Queensland Alliance for Agriculture and Food Innovation (QAAFI), The University of Queensland, St Lucia, Qld, Australia.
Western Highlands Agriculture & Forestry Science Institute (WASI), Buon Ma Thuot, Vietnam.
Plant Biotechnol J. 2018 Oct;16(10):1756-1766. doi: 10.1111/pbi.12912. Epub 2018 Apr 13.
Arabica coffee (Coffea arabica) has a small gene pool limiting genetic improvement. Selection for caffeine content within this gene pool would be assisted by identification of the genes controlling this important trait. Sequencing of DNA bulks from 18 genotypes with extreme high- or low-caffeine content from a population of 232 genotypes was used to identify linked polymorphisms. To obtain a reference genome, a whole genome assembly of arabica coffee (variety K7) was achieved by sequencing using short read (Illumina) and long-read (PacBio) technology. Assembly was performed using a range of assembly tools resulting in 76 409 scaffolds with a scaffold N50 of 54 544 bp and a total scaffold length of 1448 Mb. Validation of the genome assembly using different tools showed high completeness of the genome. More than 99% of transcriptome sequences mapped to the C. arabica draft genome, and 89% of BUSCOs were present. The assembled genome annotated using AUGUSTUS yielded 99 829 gene models. Using the draft arabica genome as reference in mapping and variant calling allowed the detection of 1444 nonsynonymous single nucleotide polymorphisms (SNPs) associated with caffeine content. Based on Kyoto Encyclopaedia of Genes and Genomes pathway-based analysis, 65 caffeine-associated SNPs were discovered, among which 11 SNPs were associated with genes encoding enzymes involved in the conversion of substrates, which participate in the caffeine biosynthesis pathways. This analysis demonstrated the complex genetic control of this key trait in coffee.
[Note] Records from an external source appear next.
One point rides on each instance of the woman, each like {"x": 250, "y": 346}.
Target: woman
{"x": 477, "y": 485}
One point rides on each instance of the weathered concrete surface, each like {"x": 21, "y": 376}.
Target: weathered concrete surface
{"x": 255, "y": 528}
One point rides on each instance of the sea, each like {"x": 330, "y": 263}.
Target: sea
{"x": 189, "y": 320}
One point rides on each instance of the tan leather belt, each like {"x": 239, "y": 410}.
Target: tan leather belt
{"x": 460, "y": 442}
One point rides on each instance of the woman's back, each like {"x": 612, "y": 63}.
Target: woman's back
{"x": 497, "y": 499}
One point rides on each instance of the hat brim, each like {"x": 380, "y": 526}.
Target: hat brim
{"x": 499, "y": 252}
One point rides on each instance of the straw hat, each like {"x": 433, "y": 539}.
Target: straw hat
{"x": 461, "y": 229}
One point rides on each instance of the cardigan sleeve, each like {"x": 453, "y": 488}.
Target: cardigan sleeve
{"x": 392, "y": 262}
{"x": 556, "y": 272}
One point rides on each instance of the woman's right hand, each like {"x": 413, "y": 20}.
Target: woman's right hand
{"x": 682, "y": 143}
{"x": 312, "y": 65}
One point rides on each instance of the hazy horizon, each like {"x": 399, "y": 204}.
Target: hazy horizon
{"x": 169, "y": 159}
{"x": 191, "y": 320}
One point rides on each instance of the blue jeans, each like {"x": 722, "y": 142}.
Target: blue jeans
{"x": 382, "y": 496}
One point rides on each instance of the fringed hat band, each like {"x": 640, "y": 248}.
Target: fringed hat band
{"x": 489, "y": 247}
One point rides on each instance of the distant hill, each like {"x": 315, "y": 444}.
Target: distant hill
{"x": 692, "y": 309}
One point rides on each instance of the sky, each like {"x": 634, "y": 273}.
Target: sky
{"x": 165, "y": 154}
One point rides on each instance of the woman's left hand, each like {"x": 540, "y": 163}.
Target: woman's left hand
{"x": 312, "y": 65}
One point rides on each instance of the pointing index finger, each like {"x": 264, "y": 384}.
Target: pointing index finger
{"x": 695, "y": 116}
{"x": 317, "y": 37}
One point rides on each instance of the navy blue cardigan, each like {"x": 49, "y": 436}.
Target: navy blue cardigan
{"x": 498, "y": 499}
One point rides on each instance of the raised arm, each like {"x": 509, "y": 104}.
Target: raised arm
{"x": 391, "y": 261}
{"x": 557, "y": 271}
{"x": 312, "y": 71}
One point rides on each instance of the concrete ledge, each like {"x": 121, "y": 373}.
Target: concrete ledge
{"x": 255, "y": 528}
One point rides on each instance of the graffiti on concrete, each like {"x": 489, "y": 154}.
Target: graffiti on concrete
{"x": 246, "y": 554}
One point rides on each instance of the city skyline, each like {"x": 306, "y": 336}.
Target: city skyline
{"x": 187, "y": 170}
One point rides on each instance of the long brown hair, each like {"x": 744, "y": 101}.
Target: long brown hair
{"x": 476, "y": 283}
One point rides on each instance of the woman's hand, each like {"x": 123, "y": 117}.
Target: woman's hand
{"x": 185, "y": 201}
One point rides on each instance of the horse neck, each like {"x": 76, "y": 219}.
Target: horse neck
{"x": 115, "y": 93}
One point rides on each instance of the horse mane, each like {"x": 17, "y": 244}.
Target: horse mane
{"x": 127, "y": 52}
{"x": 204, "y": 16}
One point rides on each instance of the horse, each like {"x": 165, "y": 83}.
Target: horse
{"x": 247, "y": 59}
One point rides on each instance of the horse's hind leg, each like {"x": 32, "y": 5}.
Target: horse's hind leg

阿拉比卡咖啡(Coffea arabica)的基因库较小,限制了其遗传改良。在这个基因库中选择咖啡因含量,可以通过鉴定控制这一重要性状的基因来辅助。从 232 个基因型的群体中,从 18 个具有极高或极低咖啡因含量的基因型中提取 DNA 进行测序,以鉴定连锁的多态性。为了获得参考基因组,使用短读(Illumina)和长读(PacBio)技术对阿拉比卡咖啡(品种 K7)进行了全基因组测序,实现了全基因组组装。使用一系列组装工具进行组装,得到了 76409 个支架,支架 N50 为 54544bp,总支架长度为 1448Mb。使用不同的工具对基因组组装进行验证,表明基因组的完整性很高。超过 99%的转录组序列映射到 C.arabica 草图基因组,并且存在 89%的 BUSCO。使用 AUGUSTUS 对组装的基因组进行注释,生成了 99829 个基因模型。使用阿拉比卡草图基因组作为参考进行映射和变异调用,检测到与咖啡因含量相关的 1444 个非同义单核苷酸多态性(SNP)。基于京都基因和基因组百科全书通路的分析,发现了 65 个与咖啡因含量相关的 SNP,其中 11 个 SNP 与编码参与底物转化的酶的基因有关,这些酶参与了咖啡因生物合成途径。这项分析表明,咖啡中这一关键性状的遗传控制非常复杂。